POLHUKAM

PDIP Tidak Ingin Buru-buru Tentukan Capres, Takut Dibajak KIB?

PDIP. (Net)
PDIP. (Net)


JAKARTA - Partai Demokrasi Indonesia Perjuangan (PDIP) masih melakukan analisis terhadap perkembangan politik yang terjadi saat ini, sebelum mendeklarasikan calon presiden maupun calon wakil presiden.

"Megawati (Ketum PDIP) tidak buru-buru mendeklarasikan capres atau cawapres PDIP di rakernas II kemarin, yaitu melihat dulu perkembangan politik," kata Direkrut Eksekutif Survei dan Polling Indonesia, Igor Dirgantara, kepada Info Indonesia, Senin (27/6/2022).

Dikatakan Igor, berkoalisi atau tidaknya PDIP masih menjadi tanda tanya besar. Pasalnya, PDIP menjadi satu-satunya partai yang dapat mengusung capres maupun cawapres tanpa berkoalisi dengan parpol lain.

Igor berpandangan saat ini ada dua matahari PDIP yakni Ganjar Pranowo dan Puan Maharani. Menurutnya, kemungkinan besar PDIP akan mengusung Ganjar. Hal itu untuk menghindari Ganjar akan direbut koalisi partai politik.

"Ganjar mustahil dibajak oleh Koalisi Indonesia Bersatu (KIB) dan Nasdem karena komit pada keputusan Ketum PDIP dan membacakan rekomendasi hasil rakernas bahwa pencapresan PDIP itu adalah hak prerogatif Megawati," terang dia. 

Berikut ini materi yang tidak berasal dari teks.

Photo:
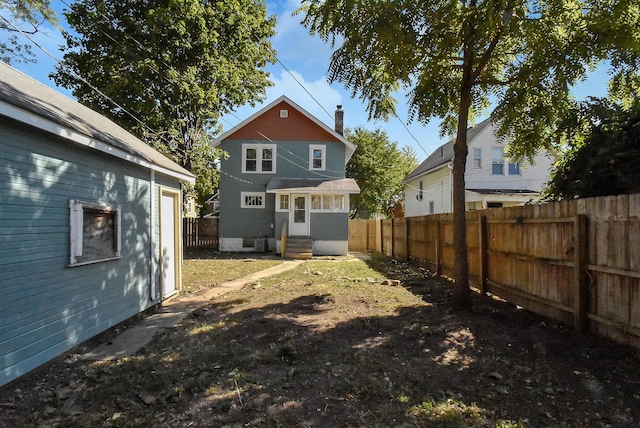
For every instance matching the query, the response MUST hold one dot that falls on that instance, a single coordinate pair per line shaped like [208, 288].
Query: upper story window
[498, 163]
[317, 157]
[514, 169]
[283, 203]
[477, 158]
[259, 158]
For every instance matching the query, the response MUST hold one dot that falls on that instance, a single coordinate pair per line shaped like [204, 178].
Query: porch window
[316, 202]
[252, 200]
[259, 158]
[327, 202]
[94, 232]
[317, 157]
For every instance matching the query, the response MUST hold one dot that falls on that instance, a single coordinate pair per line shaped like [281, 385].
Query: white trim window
[283, 203]
[95, 232]
[317, 157]
[329, 203]
[497, 161]
[259, 158]
[513, 168]
[252, 199]
[477, 158]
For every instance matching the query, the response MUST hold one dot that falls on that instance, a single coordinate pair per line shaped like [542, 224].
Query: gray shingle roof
[313, 185]
[444, 153]
[27, 94]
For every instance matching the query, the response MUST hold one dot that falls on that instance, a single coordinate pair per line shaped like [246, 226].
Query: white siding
[436, 187]
[437, 184]
[532, 177]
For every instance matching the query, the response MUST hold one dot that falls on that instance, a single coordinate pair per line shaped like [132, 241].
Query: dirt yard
[335, 344]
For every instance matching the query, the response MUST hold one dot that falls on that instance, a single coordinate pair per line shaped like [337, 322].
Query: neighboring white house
[491, 181]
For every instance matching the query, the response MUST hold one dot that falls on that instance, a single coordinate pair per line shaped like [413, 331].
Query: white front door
[169, 252]
[299, 215]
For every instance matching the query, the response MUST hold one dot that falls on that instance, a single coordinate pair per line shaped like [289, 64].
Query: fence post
[393, 243]
[406, 239]
[438, 255]
[484, 259]
[581, 256]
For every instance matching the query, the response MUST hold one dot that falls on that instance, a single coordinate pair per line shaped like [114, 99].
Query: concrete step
[299, 248]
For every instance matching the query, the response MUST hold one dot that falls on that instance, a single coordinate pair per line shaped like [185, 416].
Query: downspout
[153, 294]
[450, 166]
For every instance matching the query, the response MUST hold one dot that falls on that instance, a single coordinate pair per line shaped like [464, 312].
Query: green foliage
[378, 166]
[24, 16]
[455, 58]
[603, 158]
[169, 70]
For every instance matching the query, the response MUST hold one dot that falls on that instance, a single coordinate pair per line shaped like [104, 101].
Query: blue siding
[46, 306]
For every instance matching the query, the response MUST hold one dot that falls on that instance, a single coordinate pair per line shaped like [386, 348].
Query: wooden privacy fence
[574, 261]
[200, 232]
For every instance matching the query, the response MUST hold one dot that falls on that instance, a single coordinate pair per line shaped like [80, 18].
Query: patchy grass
[201, 273]
[327, 344]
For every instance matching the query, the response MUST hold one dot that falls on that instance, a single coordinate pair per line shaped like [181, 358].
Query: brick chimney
[340, 120]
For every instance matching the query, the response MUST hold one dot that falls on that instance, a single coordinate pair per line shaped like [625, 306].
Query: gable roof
[444, 154]
[26, 100]
[328, 131]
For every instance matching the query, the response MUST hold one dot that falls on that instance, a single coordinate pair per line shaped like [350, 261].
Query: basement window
[94, 232]
[252, 199]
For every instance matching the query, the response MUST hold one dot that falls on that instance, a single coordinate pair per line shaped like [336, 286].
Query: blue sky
[307, 61]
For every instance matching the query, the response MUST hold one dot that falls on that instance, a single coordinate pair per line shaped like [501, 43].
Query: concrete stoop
[299, 248]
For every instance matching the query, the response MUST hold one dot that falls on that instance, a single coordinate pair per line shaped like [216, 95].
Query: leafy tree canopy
[604, 162]
[378, 166]
[24, 16]
[166, 71]
[457, 58]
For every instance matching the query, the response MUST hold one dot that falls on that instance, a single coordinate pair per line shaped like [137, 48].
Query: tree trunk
[460, 150]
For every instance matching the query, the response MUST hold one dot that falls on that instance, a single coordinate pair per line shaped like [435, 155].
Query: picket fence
[200, 232]
[573, 261]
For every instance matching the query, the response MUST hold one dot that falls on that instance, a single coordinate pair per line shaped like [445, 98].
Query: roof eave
[47, 125]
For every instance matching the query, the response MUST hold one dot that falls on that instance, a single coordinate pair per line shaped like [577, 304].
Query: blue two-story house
[283, 185]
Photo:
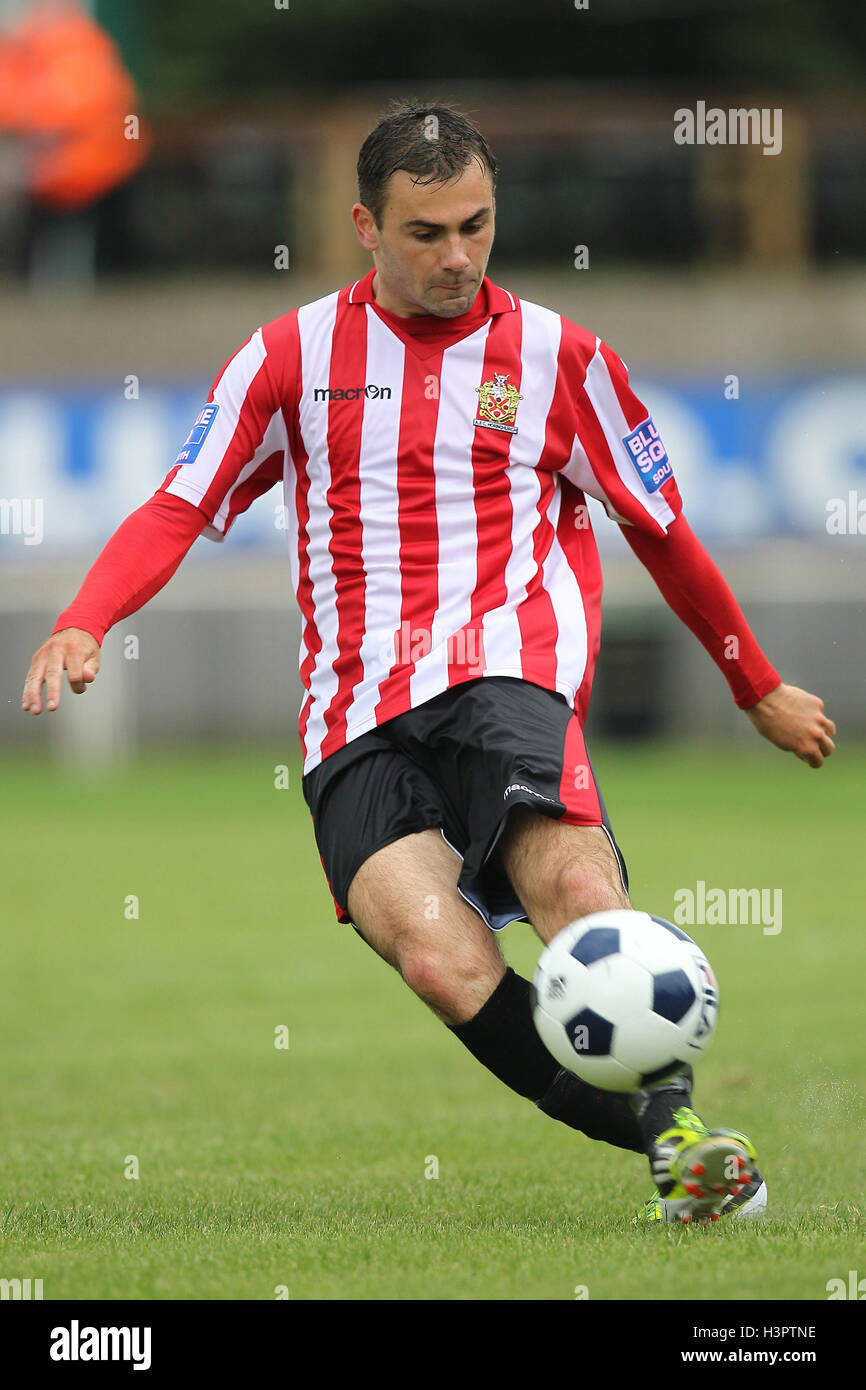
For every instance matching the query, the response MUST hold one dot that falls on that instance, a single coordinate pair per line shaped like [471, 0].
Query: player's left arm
[619, 458]
[697, 591]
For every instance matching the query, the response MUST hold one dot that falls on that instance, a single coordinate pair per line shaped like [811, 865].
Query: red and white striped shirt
[434, 496]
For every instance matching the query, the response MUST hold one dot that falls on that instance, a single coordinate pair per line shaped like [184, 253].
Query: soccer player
[437, 438]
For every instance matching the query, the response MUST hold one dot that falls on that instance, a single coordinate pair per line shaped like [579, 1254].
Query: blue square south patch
[648, 455]
[198, 434]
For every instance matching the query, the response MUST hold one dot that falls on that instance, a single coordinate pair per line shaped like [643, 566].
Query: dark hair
[433, 142]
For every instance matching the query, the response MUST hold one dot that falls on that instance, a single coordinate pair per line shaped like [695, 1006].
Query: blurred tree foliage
[200, 53]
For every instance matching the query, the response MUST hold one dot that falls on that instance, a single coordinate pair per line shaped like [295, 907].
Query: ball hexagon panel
[617, 987]
[595, 944]
[673, 994]
[647, 1041]
[590, 1033]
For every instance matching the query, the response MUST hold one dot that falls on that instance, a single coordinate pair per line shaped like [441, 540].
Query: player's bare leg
[452, 961]
[405, 902]
[559, 872]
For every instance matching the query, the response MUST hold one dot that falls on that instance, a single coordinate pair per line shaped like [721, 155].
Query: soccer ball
[623, 998]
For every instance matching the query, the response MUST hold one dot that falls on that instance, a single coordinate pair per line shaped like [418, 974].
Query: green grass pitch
[303, 1168]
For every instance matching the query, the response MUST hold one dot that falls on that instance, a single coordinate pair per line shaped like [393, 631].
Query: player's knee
[453, 983]
[587, 884]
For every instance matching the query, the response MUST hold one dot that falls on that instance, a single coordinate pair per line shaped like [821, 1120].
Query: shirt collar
[499, 300]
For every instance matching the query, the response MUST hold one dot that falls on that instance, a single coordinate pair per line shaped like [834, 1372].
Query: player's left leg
[562, 872]
[559, 872]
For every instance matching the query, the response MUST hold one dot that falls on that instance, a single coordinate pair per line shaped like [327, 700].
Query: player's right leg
[377, 818]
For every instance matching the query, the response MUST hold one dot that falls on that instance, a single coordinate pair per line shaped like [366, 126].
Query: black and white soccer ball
[623, 1000]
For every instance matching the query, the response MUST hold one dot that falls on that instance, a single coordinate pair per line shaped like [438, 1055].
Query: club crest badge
[498, 403]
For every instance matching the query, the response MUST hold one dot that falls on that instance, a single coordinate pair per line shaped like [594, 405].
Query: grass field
[306, 1166]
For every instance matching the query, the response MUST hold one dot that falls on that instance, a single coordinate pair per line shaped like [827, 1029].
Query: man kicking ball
[437, 439]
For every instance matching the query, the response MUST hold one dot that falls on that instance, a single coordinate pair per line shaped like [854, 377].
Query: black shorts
[459, 763]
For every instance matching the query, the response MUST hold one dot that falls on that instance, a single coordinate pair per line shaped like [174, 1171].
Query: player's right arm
[234, 453]
[136, 563]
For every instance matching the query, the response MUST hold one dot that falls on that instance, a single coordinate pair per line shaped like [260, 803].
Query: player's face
[434, 243]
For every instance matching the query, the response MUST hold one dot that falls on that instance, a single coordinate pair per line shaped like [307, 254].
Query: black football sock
[502, 1037]
[655, 1108]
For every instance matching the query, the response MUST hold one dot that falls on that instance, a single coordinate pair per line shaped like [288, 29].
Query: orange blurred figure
[64, 88]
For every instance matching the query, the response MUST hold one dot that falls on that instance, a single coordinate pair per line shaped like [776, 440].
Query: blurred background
[173, 175]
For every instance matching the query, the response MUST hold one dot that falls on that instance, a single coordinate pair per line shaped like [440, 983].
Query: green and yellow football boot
[702, 1175]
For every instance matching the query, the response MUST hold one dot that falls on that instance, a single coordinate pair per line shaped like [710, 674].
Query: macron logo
[352, 392]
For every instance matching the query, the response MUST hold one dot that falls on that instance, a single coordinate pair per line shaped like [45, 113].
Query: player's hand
[795, 720]
[71, 651]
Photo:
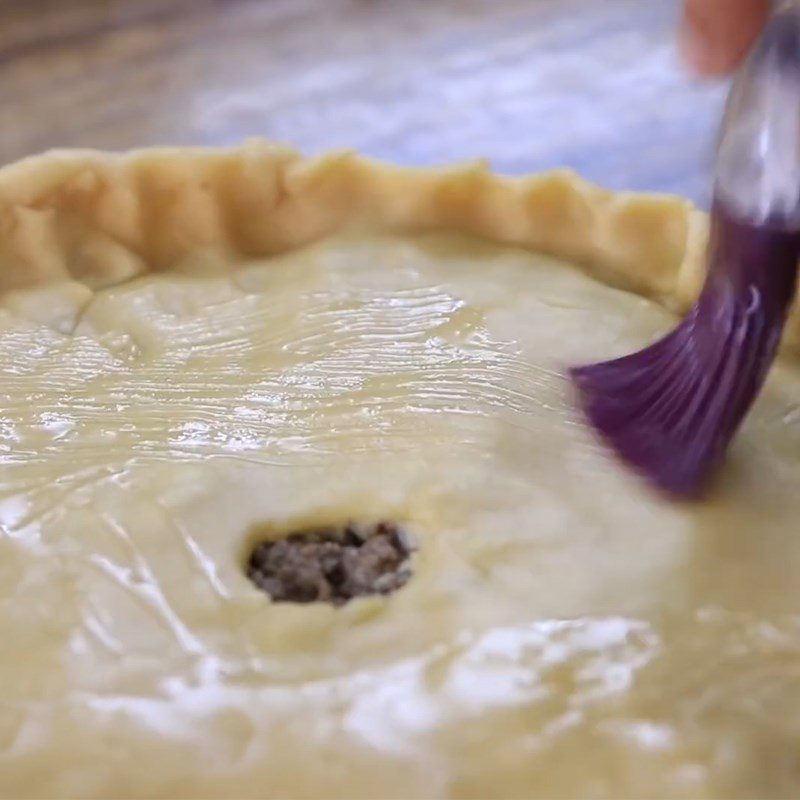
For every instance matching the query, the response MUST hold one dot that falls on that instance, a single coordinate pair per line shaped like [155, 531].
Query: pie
[208, 351]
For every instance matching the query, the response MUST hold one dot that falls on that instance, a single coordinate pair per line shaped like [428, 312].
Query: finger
[716, 34]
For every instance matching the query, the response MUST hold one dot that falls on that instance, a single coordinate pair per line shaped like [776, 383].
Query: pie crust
[99, 218]
[564, 632]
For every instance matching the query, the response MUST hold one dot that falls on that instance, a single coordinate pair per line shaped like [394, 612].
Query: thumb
[716, 34]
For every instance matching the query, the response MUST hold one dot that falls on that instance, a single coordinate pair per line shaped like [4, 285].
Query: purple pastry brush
[671, 410]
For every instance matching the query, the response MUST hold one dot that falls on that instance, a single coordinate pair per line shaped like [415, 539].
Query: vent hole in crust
[333, 564]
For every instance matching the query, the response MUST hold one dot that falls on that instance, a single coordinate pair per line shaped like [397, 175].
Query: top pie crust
[98, 219]
[603, 642]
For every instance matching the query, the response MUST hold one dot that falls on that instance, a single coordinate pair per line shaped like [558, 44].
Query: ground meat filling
[332, 564]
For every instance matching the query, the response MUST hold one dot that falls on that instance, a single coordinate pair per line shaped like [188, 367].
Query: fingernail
[701, 55]
[695, 51]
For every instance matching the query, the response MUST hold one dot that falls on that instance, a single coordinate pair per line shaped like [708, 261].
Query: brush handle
[758, 152]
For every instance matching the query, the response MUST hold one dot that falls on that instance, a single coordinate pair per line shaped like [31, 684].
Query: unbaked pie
[208, 350]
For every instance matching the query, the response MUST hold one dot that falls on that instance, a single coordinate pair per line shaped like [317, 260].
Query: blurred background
[529, 84]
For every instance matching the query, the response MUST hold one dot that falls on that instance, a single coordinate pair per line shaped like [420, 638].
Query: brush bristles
[671, 410]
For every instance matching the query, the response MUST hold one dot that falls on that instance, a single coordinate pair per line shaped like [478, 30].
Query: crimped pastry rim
[97, 218]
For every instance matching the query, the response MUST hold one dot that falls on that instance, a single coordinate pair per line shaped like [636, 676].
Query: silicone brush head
[671, 410]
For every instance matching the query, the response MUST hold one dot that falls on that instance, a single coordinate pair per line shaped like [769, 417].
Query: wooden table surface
[530, 84]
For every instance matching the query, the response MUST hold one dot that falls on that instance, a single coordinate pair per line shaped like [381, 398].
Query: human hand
[716, 34]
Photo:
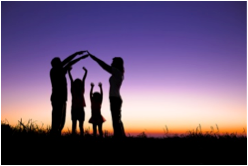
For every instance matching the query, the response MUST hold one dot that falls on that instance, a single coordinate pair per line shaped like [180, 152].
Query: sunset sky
[185, 62]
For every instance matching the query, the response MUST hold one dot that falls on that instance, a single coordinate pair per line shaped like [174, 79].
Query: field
[29, 145]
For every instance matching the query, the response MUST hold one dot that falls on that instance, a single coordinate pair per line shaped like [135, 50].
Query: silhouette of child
[96, 118]
[78, 102]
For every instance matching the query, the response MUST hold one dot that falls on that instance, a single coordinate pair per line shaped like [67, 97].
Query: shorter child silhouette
[78, 102]
[96, 118]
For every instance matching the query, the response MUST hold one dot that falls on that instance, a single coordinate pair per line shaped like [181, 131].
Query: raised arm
[84, 77]
[73, 62]
[69, 72]
[101, 92]
[102, 64]
[69, 58]
[91, 91]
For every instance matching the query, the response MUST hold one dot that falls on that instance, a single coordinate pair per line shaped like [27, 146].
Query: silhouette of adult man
[59, 89]
[116, 69]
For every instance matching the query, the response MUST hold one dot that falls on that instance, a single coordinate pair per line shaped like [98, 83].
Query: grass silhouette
[31, 145]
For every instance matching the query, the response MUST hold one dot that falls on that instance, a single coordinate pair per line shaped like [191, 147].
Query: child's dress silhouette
[96, 117]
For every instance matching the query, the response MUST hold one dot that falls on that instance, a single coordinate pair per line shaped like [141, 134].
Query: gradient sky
[185, 62]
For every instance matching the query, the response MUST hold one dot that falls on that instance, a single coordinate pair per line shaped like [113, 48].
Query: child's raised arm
[69, 72]
[84, 77]
[91, 91]
[101, 92]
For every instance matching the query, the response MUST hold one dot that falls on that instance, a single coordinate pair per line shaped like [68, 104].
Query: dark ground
[72, 151]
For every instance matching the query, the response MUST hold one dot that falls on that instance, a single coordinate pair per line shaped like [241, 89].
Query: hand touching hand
[81, 52]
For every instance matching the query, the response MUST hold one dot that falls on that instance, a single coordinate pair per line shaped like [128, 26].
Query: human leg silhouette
[74, 126]
[63, 113]
[57, 116]
[81, 126]
[94, 130]
[115, 106]
[100, 130]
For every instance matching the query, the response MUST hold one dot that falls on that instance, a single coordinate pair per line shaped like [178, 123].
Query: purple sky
[185, 62]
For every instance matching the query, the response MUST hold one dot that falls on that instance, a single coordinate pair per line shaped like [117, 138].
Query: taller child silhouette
[59, 89]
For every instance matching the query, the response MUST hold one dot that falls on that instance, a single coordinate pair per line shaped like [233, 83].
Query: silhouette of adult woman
[59, 90]
[117, 75]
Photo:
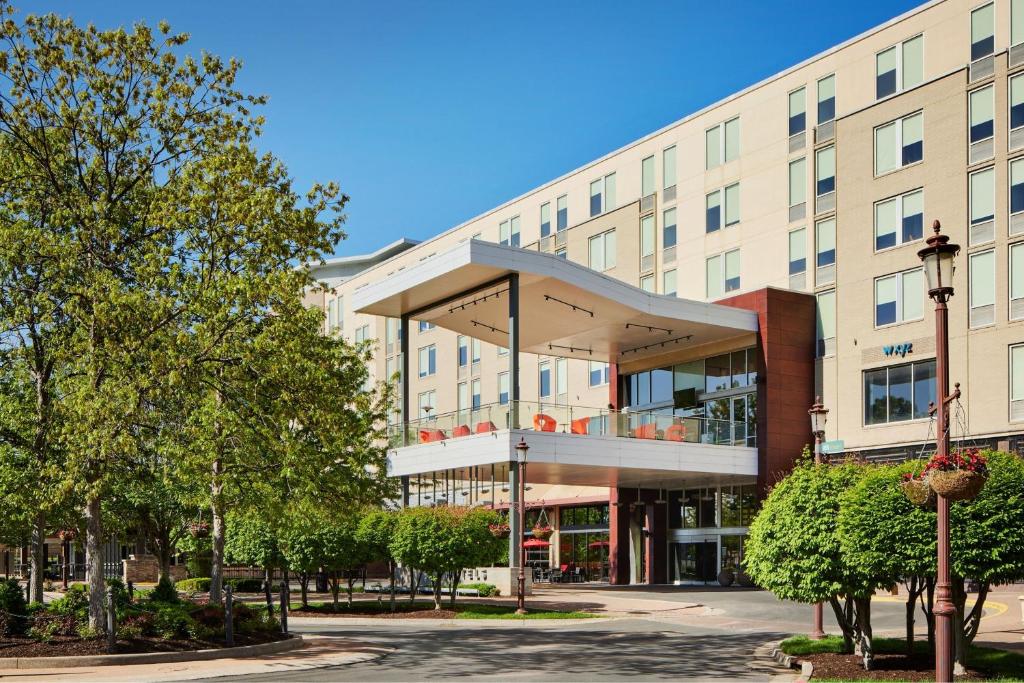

Di satu sisi, Puan Maharani diberikan mandat oleh Ketua Umum PDIP, Megawati Soekarnoputri, melakukan lobi-lobi politik untuk membangun kerja sama dengan parpol lain.

"Puan Maharani masih diberi peluang dan kesempatan untuk melakukan kerja politik yang maksimal untuk bisa diajukan sebagai pasangan calon. Yang penting pasangannya bukan tukang bakso," jelas dia.